Heart of Stone (Cuore di Pietra) is a 1996 novel written by the Italian writer Sebastiano Vassalli and published by house Einaudi. It is the story of a stately house owned by lord Basilio Pignatelli, traced from the birth of the Italian Reign to today. Vassalli shows Italy's economic changes, in which Italians are the key players.

Plot 
The novel is set in Novara, a small town surrounded by snowy mountains, where many wars occurred, for example the one against Crucchi. This story shows us the difficult period of the economic progress by describing the huge house and its owner's life. The main character of the novel is the majestic building, which was done up by the well-known architect Antonelli. The owner was lord Pignatelli, a Neapolitan gentleman, who came to Novara to join the royal army. The property was passed on to the heirs, until the family couldn't afford the house anymore, so the family was made to rent out some of the house's rooms. Day by day the residence became battered and its owners left it. Today the building offers refuge to vagabonds.

Characters 
 Antonelli, the architect, who is ambiguous and ill-tempered. He doesn't care about the tastes of his clients and only wants to concentrate on his work. In fact, he is ambitious.
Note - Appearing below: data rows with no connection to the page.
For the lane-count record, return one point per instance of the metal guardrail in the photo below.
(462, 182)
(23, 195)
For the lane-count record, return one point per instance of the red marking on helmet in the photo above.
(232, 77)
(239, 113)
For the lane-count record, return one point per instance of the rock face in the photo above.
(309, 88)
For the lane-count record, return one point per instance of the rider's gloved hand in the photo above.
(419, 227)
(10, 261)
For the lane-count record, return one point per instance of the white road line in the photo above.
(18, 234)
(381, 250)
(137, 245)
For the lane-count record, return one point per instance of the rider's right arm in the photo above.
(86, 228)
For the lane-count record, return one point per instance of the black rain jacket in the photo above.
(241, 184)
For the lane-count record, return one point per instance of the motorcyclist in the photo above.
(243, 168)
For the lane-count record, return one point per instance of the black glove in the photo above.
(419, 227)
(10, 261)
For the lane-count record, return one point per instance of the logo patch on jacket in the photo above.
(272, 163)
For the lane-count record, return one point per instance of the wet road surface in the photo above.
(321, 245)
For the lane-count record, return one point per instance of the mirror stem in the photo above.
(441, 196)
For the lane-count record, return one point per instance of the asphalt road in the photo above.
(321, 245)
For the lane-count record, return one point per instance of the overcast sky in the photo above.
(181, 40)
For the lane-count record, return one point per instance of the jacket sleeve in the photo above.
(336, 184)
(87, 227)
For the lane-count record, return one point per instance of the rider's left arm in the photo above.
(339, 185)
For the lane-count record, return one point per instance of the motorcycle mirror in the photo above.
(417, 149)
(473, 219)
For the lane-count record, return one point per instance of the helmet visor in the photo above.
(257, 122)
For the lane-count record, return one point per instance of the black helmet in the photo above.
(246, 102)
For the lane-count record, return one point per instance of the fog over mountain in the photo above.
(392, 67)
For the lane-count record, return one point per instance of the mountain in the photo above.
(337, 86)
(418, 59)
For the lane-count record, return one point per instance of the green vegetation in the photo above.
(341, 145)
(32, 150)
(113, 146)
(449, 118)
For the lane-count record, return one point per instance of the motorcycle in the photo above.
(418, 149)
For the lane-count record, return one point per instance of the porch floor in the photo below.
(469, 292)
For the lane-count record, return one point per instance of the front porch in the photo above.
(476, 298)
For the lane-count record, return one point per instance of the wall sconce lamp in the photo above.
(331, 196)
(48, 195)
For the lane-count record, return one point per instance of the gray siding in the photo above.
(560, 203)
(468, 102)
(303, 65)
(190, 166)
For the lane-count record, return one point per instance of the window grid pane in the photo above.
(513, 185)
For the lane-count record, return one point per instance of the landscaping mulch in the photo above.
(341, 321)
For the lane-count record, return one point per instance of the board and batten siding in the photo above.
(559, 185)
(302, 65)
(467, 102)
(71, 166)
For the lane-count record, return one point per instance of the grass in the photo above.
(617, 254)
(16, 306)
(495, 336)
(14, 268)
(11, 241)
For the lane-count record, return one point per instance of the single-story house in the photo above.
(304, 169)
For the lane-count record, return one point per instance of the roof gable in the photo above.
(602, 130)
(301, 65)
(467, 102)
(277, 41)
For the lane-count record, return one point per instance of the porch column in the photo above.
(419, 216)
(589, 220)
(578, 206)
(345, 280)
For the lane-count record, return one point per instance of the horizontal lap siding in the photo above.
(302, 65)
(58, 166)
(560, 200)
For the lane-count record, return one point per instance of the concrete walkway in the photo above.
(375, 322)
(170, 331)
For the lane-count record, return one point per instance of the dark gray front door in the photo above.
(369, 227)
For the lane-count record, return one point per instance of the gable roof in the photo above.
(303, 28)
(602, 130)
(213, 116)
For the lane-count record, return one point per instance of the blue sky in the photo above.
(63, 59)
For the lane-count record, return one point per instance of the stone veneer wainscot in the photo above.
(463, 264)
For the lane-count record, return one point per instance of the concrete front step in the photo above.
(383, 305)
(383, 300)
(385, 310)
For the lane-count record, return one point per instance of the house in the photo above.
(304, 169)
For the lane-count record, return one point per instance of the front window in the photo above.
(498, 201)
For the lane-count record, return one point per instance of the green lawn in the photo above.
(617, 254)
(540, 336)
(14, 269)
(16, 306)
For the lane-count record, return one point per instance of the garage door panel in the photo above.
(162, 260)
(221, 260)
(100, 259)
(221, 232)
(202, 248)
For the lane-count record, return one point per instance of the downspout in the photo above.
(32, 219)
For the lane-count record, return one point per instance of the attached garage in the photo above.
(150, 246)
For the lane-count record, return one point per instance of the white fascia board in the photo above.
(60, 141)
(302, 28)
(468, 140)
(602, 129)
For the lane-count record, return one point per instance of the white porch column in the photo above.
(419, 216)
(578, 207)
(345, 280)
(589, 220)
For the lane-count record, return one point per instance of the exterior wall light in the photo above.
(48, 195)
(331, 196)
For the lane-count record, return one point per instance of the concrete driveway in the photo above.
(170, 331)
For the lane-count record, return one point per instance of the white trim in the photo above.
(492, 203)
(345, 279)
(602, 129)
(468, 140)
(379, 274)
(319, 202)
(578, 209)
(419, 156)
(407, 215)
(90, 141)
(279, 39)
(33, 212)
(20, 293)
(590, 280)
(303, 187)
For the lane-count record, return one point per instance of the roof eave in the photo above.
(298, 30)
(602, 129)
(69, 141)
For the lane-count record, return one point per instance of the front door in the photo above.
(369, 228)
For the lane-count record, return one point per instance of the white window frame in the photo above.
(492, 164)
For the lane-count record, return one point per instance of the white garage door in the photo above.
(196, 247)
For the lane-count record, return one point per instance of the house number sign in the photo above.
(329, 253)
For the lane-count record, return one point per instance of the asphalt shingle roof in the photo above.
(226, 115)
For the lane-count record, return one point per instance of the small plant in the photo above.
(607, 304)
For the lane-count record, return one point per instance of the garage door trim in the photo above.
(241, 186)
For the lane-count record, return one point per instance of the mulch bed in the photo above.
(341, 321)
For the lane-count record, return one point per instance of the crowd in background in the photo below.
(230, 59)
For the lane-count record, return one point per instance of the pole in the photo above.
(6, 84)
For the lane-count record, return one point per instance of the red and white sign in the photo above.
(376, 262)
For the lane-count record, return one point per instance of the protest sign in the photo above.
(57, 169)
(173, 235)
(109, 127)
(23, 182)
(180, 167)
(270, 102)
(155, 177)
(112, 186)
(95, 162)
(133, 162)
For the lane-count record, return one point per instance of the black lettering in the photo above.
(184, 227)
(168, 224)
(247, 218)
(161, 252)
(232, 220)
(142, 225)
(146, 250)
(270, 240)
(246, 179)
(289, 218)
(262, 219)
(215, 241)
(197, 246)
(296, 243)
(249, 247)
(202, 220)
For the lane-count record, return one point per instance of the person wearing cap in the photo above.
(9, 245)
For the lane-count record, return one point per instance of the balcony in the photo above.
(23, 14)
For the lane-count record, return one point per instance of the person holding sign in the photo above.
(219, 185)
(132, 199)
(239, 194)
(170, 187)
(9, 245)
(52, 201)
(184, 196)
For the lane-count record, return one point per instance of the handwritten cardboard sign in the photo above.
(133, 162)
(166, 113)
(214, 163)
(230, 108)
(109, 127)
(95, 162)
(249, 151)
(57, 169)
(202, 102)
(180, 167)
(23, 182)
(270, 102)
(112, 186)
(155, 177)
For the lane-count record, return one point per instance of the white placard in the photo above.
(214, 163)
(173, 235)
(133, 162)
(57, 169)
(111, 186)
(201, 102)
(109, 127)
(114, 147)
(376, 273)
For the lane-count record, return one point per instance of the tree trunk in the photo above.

 Count Pignatelli, who left Naples because of a problem with some women and came to Novara to be the official of the king. In this town he'll buy a house for his family and servants. He will die under mysterious circumstances in his office. The lord has also three children:
 Raffaele, the first born, who has a beautiful wife Assunta and two children (Giacomo and Maria Gabriella)
 Alfonso, the second born, solicitor, with his wife Lucia, who is pregnant.
 Orsola, young and unhappy, who will commit suicide for a married man.